2. The method according to claim 1, wherein the nanoparticles (4) have a diameter (5) of 1 nm to 10 nm.

3. The method according to claim 1, wherein the nanoparticles (4) at least partially consist of silver.

4. The method according to claim 1, wherein the nanoparticles (4) at least partially consist of copper.

5. The method according to claim 1, wherein the nanoparticles (4) at least partially consist of zinc or zinc oxide.

6. The method according to claim 1, wherein the nanoparticles (4) consist of an alloy comprising at least silver, copper, zinc or zinc oxide.

7. The method according to claim 1, wherein the layer (3) at least partially forms a contact surface (6) of the object (1) for contact by a user.

8. The method according to claim 1, wherein at least the surface (2) of the counterpart (1) consists of metal.

9. The method according to claim 1, wherein the object (1) is an actuating element for a light switch, a mailbox, a window, a gate, in particular a rolling gate, a revolving door, or a door pivotally mounted at a longitudinal end.

10. The method according to claim 1, wherein the object (1) is a sanitary item, in particular a sanitary faucet, an actuating element for the sanitary faucet, a toilet or an actuating element for the toilet.

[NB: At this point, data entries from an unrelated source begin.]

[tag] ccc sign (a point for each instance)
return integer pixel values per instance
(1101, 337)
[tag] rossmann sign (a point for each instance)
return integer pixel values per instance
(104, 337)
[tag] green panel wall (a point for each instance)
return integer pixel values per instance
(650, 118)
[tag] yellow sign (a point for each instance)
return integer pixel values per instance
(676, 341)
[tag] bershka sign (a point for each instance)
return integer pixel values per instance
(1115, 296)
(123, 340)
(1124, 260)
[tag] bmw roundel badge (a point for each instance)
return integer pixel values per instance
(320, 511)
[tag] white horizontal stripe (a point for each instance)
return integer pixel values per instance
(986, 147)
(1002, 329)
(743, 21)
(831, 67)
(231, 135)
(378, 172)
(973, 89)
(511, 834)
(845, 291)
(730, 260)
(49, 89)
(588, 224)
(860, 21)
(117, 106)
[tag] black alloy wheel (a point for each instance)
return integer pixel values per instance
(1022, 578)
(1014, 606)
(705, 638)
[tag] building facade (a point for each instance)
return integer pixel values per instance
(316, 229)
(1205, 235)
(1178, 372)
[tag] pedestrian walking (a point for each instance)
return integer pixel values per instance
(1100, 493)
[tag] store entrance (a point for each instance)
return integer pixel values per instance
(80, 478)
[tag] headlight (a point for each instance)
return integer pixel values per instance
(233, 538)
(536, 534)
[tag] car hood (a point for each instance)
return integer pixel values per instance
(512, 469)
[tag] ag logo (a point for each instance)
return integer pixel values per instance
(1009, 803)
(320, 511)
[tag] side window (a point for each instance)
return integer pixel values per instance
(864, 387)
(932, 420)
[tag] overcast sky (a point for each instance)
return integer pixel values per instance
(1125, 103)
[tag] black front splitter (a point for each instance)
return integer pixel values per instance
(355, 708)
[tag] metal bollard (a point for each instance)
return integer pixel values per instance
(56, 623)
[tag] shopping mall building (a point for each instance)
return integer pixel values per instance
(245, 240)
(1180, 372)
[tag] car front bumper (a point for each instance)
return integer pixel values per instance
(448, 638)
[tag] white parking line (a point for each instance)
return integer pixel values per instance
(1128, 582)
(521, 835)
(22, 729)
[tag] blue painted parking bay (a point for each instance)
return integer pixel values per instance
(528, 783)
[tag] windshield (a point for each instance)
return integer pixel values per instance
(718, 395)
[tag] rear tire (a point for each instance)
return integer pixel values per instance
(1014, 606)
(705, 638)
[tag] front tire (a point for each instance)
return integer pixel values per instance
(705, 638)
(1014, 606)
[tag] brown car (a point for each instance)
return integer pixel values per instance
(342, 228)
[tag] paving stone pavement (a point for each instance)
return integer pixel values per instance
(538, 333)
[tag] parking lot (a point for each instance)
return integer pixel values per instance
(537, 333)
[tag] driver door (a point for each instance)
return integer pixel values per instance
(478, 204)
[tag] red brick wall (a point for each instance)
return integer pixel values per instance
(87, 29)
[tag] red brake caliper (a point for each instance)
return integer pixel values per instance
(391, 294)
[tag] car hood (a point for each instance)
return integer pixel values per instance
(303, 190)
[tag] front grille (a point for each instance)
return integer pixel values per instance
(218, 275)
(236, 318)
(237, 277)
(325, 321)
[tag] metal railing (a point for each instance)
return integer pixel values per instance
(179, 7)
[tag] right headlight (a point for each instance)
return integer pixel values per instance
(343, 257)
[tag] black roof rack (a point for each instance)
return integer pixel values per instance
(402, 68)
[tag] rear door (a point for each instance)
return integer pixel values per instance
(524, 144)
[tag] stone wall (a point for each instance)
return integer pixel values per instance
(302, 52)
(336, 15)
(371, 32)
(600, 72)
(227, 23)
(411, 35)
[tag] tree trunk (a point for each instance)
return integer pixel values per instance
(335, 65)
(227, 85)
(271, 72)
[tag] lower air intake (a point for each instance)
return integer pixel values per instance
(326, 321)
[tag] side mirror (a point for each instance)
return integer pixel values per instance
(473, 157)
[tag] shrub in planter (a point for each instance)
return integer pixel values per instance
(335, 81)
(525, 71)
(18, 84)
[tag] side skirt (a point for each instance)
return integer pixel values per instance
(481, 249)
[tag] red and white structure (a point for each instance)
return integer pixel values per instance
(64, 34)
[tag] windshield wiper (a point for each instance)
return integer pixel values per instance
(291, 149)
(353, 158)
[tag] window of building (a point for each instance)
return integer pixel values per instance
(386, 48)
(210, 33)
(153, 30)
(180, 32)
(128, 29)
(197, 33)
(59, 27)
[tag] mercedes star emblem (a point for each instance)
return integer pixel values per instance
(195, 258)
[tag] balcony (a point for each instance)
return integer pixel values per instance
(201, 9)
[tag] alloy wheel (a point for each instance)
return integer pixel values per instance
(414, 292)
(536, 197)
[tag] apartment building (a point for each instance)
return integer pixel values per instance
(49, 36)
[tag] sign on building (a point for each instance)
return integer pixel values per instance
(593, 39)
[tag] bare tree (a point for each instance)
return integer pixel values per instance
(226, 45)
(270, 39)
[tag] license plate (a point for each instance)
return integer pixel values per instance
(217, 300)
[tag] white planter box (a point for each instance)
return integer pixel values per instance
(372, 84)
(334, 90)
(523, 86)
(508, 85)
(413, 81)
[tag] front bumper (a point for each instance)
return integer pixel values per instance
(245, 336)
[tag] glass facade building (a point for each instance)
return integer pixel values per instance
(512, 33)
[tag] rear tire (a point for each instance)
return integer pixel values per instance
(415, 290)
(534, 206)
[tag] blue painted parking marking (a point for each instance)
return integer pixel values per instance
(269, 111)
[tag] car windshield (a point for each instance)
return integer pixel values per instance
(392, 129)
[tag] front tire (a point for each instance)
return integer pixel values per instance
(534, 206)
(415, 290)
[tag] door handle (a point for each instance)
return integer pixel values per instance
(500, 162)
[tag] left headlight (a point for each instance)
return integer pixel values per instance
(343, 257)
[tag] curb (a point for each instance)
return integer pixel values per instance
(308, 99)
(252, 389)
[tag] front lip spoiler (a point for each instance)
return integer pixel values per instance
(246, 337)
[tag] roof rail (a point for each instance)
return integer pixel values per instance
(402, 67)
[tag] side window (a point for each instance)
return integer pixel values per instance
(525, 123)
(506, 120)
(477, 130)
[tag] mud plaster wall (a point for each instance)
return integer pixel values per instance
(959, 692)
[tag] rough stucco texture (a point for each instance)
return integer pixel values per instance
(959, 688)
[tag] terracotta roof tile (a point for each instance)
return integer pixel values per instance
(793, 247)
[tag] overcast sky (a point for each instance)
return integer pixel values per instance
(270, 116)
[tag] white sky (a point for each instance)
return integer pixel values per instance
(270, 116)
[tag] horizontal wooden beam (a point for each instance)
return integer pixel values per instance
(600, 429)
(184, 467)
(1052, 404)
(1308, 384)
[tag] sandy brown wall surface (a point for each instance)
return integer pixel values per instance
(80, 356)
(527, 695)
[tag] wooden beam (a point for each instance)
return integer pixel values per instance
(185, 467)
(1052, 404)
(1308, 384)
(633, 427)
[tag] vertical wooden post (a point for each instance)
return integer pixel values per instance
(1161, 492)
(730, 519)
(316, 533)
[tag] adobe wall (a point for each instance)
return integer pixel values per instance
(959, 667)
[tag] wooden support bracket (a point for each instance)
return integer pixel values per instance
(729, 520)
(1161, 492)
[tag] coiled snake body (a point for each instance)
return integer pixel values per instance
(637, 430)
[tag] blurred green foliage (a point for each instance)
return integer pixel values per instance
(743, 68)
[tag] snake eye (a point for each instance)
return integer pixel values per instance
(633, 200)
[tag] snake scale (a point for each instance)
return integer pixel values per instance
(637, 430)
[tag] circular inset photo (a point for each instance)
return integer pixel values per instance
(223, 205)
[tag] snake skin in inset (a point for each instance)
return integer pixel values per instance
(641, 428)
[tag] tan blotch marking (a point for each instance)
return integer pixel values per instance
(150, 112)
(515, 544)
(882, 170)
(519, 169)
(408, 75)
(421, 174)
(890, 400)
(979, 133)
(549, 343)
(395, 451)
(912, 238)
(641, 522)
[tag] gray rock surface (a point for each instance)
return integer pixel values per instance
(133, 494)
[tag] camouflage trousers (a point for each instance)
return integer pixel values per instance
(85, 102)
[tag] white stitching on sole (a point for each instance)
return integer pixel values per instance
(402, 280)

11. Use of nanoparticles comprising at least silver, copper, zinc, zinc oxide or alloys thereof for producing at least one antimicrobial or antiviral layer (3) of a surface (2) of an object for equipping the structure of a building (1).

12. An object for equipping a building (1) comprising a surface (2) coated with a layer (3), in which antimicrobial or antiviral nanoparticles (4) are at least partially embedded.

13. The object (1) according to claim 12, wherein the object is manufactured using a method for coating an object for equipping a structure of a building (1), in particular hardware, at least comprising the steps listed below:

a) providing the object to equip the structure of the building (1); and

b) coating a surface (2) of the object (1) with a layer (3),

wherein the coating is performed using a PVD process, in which antimicrobial or antiviral nanoparticles (4) are at least partially embedded into the layer (3).